The latest official population estimate for the world's most endangered species of whale is grim.
A group of international experts recently confirmed there were about 340 surviving North Atlantic right whales as of last year _ down from 348 recorded in 2020.
Only 15 calves were born in 2022, far below the average of 24 reported in the early 2000s, with no first-time mothers this season, supporting research showing a downward trend in the number of females capable of breeding.
Despite these gloomy findings, some remarkably good news emerged in October ahead of the annual meeting of the Right Whale Consortium, which brought together researchers, fishing industry representatives and conservationists in New Bedford, Mass.
Sean Brillant, a senior conservation biologist with the Canadian Wildlife Federation, says big strides are being made in the use of a relatively new technology designed to prevent whales from getting entangled in fishing gear _ one of the leading causes of right whale deaths.

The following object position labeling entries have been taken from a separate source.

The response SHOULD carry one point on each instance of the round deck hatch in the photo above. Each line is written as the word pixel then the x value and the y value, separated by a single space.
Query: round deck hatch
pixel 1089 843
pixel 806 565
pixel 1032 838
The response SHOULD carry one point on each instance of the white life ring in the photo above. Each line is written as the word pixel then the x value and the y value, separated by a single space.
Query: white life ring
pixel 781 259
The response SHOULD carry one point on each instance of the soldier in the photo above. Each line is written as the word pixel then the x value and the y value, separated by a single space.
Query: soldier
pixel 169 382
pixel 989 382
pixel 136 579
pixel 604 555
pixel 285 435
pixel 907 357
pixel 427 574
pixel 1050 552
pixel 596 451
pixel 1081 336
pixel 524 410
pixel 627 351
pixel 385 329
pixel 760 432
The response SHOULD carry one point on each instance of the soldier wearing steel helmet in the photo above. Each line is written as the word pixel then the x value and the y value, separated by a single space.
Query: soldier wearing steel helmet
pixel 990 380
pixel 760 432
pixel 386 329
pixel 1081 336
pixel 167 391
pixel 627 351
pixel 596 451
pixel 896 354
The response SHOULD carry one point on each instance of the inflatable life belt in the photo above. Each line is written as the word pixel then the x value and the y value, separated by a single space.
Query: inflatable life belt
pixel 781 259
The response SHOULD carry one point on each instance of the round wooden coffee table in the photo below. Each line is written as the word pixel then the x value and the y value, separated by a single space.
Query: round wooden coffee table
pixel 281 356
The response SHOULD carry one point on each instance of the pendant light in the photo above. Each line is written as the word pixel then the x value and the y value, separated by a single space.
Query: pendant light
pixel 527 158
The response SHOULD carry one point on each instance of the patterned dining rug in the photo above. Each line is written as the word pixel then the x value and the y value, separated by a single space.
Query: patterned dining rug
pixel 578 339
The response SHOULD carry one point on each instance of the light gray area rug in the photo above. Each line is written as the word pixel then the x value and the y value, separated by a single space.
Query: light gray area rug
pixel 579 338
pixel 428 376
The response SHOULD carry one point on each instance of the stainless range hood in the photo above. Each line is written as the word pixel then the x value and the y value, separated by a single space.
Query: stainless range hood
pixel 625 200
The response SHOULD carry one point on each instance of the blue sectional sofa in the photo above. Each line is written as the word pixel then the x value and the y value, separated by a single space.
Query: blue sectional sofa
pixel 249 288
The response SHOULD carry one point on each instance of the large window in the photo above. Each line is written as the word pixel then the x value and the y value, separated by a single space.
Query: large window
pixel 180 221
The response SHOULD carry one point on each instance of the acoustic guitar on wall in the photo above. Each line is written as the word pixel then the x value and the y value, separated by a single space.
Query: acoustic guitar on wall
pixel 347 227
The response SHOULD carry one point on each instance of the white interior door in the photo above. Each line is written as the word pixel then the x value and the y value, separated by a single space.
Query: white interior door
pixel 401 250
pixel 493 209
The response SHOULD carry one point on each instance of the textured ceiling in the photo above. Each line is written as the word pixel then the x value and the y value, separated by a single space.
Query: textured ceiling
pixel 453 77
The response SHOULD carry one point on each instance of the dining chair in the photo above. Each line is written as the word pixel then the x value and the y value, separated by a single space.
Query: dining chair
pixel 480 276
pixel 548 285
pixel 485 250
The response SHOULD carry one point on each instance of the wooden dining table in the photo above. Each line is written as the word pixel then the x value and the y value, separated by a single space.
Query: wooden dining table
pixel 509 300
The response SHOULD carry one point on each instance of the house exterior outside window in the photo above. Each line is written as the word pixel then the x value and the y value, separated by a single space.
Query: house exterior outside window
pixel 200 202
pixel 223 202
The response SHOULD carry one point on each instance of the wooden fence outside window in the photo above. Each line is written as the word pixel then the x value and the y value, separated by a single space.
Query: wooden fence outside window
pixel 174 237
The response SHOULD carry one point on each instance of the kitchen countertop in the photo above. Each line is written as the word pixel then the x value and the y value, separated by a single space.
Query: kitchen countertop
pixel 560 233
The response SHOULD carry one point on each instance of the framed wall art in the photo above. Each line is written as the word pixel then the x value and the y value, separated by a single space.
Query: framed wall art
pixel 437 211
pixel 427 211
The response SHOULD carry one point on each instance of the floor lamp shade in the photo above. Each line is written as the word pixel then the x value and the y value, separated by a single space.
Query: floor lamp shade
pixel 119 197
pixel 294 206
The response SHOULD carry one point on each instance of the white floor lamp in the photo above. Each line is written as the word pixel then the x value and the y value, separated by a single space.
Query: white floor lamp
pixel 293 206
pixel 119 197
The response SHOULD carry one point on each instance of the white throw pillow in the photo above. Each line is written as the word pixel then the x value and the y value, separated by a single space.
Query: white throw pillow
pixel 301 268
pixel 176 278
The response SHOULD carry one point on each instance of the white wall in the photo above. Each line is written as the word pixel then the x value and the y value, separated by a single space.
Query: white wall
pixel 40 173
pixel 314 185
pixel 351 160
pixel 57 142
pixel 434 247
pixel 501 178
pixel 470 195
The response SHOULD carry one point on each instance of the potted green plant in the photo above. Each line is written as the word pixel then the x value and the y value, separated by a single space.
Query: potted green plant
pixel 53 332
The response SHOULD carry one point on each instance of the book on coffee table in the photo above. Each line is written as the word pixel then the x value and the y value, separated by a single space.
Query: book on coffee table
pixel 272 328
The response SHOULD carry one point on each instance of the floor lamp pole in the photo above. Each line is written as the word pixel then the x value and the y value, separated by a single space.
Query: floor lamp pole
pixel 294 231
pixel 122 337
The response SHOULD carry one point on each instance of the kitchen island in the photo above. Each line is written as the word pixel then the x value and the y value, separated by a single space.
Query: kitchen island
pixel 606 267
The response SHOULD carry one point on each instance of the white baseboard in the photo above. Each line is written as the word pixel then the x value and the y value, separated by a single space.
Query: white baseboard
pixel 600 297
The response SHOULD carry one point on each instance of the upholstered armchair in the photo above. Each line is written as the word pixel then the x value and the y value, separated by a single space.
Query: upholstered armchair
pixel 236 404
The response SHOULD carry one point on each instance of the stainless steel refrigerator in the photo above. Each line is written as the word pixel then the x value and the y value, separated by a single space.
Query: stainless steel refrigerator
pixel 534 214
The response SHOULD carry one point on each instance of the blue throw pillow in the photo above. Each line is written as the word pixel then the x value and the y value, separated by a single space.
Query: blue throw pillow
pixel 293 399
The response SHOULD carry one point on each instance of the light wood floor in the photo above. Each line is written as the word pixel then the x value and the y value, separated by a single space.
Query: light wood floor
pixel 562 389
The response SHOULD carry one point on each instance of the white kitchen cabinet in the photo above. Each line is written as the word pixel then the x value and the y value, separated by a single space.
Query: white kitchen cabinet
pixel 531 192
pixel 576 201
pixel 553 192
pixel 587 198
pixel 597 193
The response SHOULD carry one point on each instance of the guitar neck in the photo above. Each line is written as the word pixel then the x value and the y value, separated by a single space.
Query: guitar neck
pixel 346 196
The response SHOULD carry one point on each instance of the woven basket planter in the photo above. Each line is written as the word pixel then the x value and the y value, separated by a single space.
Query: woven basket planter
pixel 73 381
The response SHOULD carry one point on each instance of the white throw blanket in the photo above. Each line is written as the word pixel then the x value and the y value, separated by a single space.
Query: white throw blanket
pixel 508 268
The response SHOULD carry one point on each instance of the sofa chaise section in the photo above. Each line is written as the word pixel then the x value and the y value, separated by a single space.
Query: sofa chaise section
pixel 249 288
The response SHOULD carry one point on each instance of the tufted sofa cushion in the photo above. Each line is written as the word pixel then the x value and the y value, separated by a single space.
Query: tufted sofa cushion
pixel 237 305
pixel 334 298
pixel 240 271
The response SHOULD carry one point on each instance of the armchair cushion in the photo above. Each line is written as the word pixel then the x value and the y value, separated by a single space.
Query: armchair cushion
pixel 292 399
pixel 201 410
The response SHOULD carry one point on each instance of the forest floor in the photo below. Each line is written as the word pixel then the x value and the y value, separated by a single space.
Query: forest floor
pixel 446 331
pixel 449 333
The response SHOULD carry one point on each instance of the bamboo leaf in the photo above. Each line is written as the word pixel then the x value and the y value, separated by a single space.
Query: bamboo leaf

Traditional lobster and crab traps are dropped to the ocean floor and later retrieved by hauling up long ropes that hang from floating buoys, but the technology known as ropeless or on-demand gear uses an electronic homing device to find the traps, which are retrieved using remotely inflated spools of rope or lift bags.
Elimination of floating gear could drastically reduce the risk of entanglements, which account for 82 per cent of documented right whale deaths, according to the Woods Hole Oceanographic Institute in Falmouth, Mass.
Brillant says his organization and a few others had great success this year lending ropeless gear to Canadian snow crab fishers whose fishing grounds were otherwise closed when right whales showed up in the Gulf of St. Lawrence.